Baroness Meral Hussein-Ece OBE
Pro-Chancellor, distinguished friends, colleagues, graduands and guests.
Baroness Meral Hussein-Ece OBE, is a leading figure in the field of equality and diversity policy in the United Kingdom. A ceaseless campaigner for fairness and for racial equality, she has given a lifetime to public service.
Meral was born in Islington. Her Turkish-Cypriot father, the late Hasan Nihat Hussein, came to the UK in 1948. Her mother, Ayshe Cuma Abdullah, arrived in 1952. Her parents met here in the UK, and subsequently got married and settled in Islington, North London. As early migrants, they worked hard in a variety of jobs, going on to open their own small family business in the 1960s. They believed in the rewards of a strong work ethic, and worked hard to establish a better life for their children.
Her maternal grandfather, Abdullah, was Sudanese. He was captured there when he was a young man, and taken as a slave during the Ottoman period, where he was sold to a merchant in Cyprus. He was subsequently given his freedom, and married a Turkish woman. Meral shares her Sudanese great-grandfather with her cousin the artist Tracey Emin.
Meral originally studied art history and fine art, gaining a place at Sir John Cass School of Art, London, before going on to work in local government and training as a librarian. She subsequently worked as a race equality officer in Islington and then later as a senior manager in the NHS, including a spell as Chief Officer for Haringey Community Health Council. During her period in the NHS she somehow also found time to also complete a degree in Health Care Management.
Meral put in many years of voluntary work, and was a school governor for many years. She also supported after school clubs for Turkish and Turkish-Cypriot children who were underachieving in local schools, and established and developed services for ethnic minority older people. She was instrumental in establishing the very first Turkish Women's project, nearly twenty-five years ago, dedicated to supporting Turkish and Kurdish women who were victims of domestic violence.
She was elected to Hackney Council as a Labour Councillor for Clissold ward in 1994, and became Deputy Leader of the Council in 1995. Meral was the first Turkish Cypriot elected to hold senior public office in the UK. In 1997 Meral joined the Liberal Democrats, and she was re-elected to Hackney Borough Council in Dalston ward in 1998. In the local government elections of 2002, Meral was elected Councillor for Mildmay ward on Islington Council, and she appointed the Cabinet Member for Health and Social Care from 2002 to 2006. She served as Chair of the Islington Health Partnership Board and as a member of Islington Primary Care Trust Board during this time and she was also a non-executive director of Camden and Islington Mental Health and Social Care Trust.

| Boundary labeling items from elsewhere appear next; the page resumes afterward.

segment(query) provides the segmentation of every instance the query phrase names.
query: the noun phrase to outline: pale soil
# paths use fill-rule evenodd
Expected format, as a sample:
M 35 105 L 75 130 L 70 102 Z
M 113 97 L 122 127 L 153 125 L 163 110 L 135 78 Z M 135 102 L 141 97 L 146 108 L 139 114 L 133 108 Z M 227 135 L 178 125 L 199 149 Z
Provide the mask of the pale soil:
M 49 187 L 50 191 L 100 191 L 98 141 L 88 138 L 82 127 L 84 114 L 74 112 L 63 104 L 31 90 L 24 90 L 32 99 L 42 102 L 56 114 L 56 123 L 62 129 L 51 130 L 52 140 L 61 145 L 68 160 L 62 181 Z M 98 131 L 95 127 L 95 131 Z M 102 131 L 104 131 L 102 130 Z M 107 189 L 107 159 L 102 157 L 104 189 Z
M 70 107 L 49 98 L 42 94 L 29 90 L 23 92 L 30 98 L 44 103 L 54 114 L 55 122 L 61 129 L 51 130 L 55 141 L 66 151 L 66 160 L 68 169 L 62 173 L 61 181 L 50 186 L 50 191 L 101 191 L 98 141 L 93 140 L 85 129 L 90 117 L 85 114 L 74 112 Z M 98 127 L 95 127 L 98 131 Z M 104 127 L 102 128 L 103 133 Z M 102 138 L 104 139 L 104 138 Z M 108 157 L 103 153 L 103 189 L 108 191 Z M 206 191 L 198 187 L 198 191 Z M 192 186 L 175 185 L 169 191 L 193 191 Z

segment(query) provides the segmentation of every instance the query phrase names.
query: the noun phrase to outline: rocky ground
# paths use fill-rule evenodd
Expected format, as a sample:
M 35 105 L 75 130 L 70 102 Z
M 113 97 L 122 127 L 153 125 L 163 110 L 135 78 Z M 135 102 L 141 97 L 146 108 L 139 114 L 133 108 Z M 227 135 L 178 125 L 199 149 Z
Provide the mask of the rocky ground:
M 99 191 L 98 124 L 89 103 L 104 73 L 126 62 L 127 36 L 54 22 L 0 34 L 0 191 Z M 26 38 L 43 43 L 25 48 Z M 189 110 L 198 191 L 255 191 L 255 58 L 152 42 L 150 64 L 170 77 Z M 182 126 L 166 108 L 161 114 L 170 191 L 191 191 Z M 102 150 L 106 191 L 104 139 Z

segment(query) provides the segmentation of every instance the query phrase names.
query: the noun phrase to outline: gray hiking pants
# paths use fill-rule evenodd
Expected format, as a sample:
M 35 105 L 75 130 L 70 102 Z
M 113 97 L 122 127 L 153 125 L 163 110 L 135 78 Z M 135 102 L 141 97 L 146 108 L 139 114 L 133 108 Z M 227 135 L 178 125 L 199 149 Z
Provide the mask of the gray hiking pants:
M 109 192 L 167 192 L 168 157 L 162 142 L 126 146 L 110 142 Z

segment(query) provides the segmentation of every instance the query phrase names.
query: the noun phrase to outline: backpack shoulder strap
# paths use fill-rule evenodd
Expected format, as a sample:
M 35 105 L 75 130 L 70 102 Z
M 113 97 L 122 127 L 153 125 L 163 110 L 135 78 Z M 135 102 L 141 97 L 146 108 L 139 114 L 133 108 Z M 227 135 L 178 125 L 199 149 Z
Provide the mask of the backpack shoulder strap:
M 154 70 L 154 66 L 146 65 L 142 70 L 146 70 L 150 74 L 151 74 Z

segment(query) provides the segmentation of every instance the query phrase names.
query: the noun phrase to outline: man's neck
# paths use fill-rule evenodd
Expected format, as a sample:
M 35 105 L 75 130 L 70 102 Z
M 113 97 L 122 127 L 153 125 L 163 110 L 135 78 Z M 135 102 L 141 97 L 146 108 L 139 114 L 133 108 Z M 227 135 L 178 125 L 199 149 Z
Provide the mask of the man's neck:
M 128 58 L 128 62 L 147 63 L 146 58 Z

In May 2008 Meral was appointed by Harriet Harman, the then Minister for Equalities, to serve on the Government’s Task Force to increase the numbers of ethnic minority women councillors in the UK. From 2009 to 2012, Meral served as a Commissioner to the Equality and Human Rights Commission. She was also active within her own party, where she was Chair of the Ethnic Minority Liberal Democrats and a member of the Liberal Democrats Federal Executive Committee, and advised the party leader, Nick Clegg, on community cohesion and minority ethnic communities.
In 2009 Meral was awarded the OBE in the Queens New Year Honours for services to local government. Further recognition for her significant and valuable achievements came in 2010, when she was appointed as a peer to the House of Lords and took her seat as Baroness Hussein-Ece of Highbury in the London Borough of Islington. She made her maiden speech at the House of Lords in July 2010 in a debate on criminal justice. She is the first woman of Turkish-Cypriot origin to be a member of either House of Parliament.
Meral has been an active working peer since her appointment to the House of Lords. She has joined and contributes to a number of All Party Parliamentary Groups, including UN Women, and is vice chair of the All Party Group on Turkey, and secretary of the All Party Group on Cyprus. She remains committed to developing and supporting civil society dialogue in Cyprus, and hopes one day that there will be a lasting peace and equality for all citizens in Cyprus.
In recognition of her work for equal and fair representation of ethnic minorities and her input towards the peace process in Cyprus, Coventry University, by decision of the Academic Board, has the privilege of conferring the Degree of Doctor of Letters, honoris causa, on Baroness Meral Hussein-Ece.